Un procès en flagrance sous haute tension
Organisé en procédure de flagrance, le procès s’est tenu devant une foule compacte, massée pour assister à cette audience hors norme. L’émotion était palpable dans la salle comme à l’extérieur du tribunal.
La juridiction a retenu deux infractions majeures :
– Le meurtre,
– L’anthropophagie, soit la consommation de chair humaine.
En appliquant la règle du cumul des peines, le tribunal a décidé de ne prononcer que la sanction la plus lourde : la peine de mort.
En outre, le condamné devra verser 50.000 dollars américains à la partie civile à titre de dommages et intérêts. Son arrestation immédiate a été ordonnée à l’issue du prononcé du verdict.
« Je n’ai jamais tué ma mère »

Tout au long de l’audience, Josué Kaniki Kasongo a plaidé non coupable. Visiblement agité, perturbé par les réactions bruyantes de la foule, il a dénoncé ce qu’il qualifie de « complot monté de toutes pièces » par le responsable de l’immeuble où il résidait avec sa mère, en complicité avec le ministère public.
Il a également rejeté l’existence d’une dette de 10.000 dollars qu’il aurait contractée auprès de sa mère, affirmant entretenir avec elle des relations harmonieuses.
« Je n’ai jamais tué ma mère et je ne pourrais jamais le faire », a-t-il déclaré à la barre, dénonçant une affaire fabriquée pour le discréditer.
Le tribunal a toutefois relevé plusieurs incohérences dans ses déclarations.
Une macabre découverte après l’alerte des voisins
Selon le responsable de l’immeuble R+4 où vivaient le prévenu et la victime, l’intervention policière a été déclenchée après les plaintes répétées des voisins, incommodés par une forte odeur émanant de l’appartement.
D’après les autorités, le corps de la victime aurait été découpé. Une partie aurait été brûlée, tandis qu’une autre aurait été conservée dans un congélateur.
L’opération policière aurait débuté aux alentours de 4 heures du matin, après l’alerte donnée par les habitants du quartier. Ces éléments ont été confirmés par le ministère public ainsi que par un officier de police judiciaire du commissariat de Kisenso 1.
La question des troubles mentaux
Au cours des débats, le prévenu a affirmé avoir souffert de troubles mentaux par le passé. Son avocate, Maître Joyce Isio, du barreau de Kinshasa/Matete, a plaidé l’irresponsabilité pénale pour cause de troubles psychiques.
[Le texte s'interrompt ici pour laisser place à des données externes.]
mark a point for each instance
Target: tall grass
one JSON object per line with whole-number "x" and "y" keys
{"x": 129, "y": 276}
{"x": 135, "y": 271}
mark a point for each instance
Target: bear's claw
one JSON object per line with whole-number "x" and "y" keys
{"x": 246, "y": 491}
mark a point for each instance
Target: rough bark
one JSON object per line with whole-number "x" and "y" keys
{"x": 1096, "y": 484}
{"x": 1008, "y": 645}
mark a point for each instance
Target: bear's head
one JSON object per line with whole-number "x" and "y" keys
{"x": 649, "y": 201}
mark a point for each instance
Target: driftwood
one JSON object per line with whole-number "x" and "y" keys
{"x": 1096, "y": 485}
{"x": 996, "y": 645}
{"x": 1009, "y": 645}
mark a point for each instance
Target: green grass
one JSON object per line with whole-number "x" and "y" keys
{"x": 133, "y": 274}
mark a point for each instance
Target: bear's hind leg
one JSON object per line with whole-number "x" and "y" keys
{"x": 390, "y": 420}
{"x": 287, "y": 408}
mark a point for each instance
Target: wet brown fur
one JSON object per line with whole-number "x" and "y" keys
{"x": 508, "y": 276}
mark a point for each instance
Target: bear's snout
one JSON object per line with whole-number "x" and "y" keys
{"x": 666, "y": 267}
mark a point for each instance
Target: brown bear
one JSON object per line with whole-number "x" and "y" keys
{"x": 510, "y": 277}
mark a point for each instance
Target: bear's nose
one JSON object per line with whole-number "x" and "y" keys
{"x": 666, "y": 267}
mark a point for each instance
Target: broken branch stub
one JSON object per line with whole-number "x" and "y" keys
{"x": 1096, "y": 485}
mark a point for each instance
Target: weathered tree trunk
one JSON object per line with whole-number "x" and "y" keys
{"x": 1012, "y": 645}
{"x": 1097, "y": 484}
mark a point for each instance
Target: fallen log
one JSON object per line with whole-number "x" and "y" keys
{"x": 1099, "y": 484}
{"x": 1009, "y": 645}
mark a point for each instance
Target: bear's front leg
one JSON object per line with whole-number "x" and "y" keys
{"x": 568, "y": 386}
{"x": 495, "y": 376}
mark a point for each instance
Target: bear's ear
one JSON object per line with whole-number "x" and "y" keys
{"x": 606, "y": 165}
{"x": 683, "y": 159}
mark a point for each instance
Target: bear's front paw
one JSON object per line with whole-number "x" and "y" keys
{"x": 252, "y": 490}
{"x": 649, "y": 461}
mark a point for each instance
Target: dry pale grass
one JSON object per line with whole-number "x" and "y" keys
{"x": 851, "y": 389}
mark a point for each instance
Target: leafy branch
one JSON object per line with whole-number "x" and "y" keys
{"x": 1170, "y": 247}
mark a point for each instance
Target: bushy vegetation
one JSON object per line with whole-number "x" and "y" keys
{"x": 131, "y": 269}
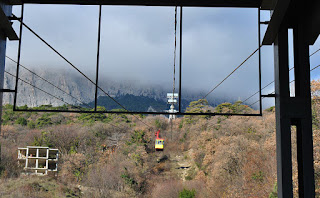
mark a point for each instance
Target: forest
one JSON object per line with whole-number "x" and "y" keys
{"x": 113, "y": 155}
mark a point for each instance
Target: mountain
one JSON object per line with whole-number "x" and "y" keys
{"x": 77, "y": 90}
{"x": 136, "y": 103}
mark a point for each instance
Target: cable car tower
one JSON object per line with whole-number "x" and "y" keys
{"x": 172, "y": 99}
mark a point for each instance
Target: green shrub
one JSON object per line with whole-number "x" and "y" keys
{"x": 93, "y": 117}
{"x": 43, "y": 121}
{"x": 274, "y": 193}
{"x": 31, "y": 125}
{"x": 187, "y": 193}
{"x": 138, "y": 137}
{"x": 259, "y": 176}
{"x": 22, "y": 121}
{"x": 270, "y": 109}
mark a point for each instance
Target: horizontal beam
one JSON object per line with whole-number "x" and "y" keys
{"x": 268, "y": 4}
{"x": 192, "y": 3}
{"x": 134, "y": 112}
{"x": 276, "y": 21}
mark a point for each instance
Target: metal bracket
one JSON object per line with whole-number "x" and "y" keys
{"x": 264, "y": 22}
{"x": 7, "y": 90}
{"x": 269, "y": 96}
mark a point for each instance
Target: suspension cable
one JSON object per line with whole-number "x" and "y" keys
{"x": 72, "y": 65}
{"x": 49, "y": 82}
{"x": 51, "y": 95}
{"x": 289, "y": 83}
{"x": 175, "y": 50}
{"x": 273, "y": 80}
{"x": 232, "y": 72}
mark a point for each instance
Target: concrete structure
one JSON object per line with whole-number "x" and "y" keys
{"x": 38, "y": 160}
{"x": 303, "y": 17}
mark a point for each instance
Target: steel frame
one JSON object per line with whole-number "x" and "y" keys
{"x": 136, "y": 112}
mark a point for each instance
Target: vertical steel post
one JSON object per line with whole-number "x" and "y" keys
{"x": 98, "y": 60}
{"x": 259, "y": 45}
{"x": 283, "y": 122}
{"x": 303, "y": 99}
{"x": 180, "y": 59}
{"x": 18, "y": 62}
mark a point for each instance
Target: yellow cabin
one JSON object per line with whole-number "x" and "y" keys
{"x": 159, "y": 144}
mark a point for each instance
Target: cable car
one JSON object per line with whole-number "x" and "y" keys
{"x": 159, "y": 143}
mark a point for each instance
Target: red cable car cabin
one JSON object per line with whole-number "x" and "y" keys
{"x": 159, "y": 143}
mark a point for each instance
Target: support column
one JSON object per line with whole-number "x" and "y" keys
{"x": 283, "y": 123}
{"x": 304, "y": 121}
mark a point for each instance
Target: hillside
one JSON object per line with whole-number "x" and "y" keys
{"x": 136, "y": 103}
{"x": 203, "y": 156}
{"x": 75, "y": 89}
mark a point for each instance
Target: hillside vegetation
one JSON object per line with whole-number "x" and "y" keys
{"x": 222, "y": 156}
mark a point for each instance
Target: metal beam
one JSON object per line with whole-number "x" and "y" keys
{"x": 268, "y": 4}
{"x": 6, "y": 26}
{"x": 313, "y": 22}
{"x": 133, "y": 112}
{"x": 283, "y": 123}
{"x": 193, "y": 3}
{"x": 277, "y": 19}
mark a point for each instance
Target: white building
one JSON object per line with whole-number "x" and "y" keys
{"x": 38, "y": 160}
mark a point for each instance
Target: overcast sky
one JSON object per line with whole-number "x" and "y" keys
{"x": 137, "y": 43}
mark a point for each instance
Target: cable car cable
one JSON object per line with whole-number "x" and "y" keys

Selon la défense, si ces troubles étaient établis, ils pourraient constituer une cause de non-imputabilité et exonérer son client de toute responsabilité pénale.
Un argument qui n’a manifestement pas convaincu le tribunal.
Une commune sous le choc
Âgé d’une trentaine d’années, Josué Kaniki Kasongo avait été interpellé mercredi dernier. Depuis l’éclatement de l’affaire, la commune de Kisenso reste profondément marquée par ce drame familial d’une rare violence.
Au-delà du quartier, c’est toute la ville qui s’interroge : comment un tel acte a-t-il pu être commis dans un immeuble d’habitation, sans que l’horreur ne soit immédiatement décelée ?
L’affaire, désormais tranchée en première instance, pourrait encore connaître d’autres développements judiciaires.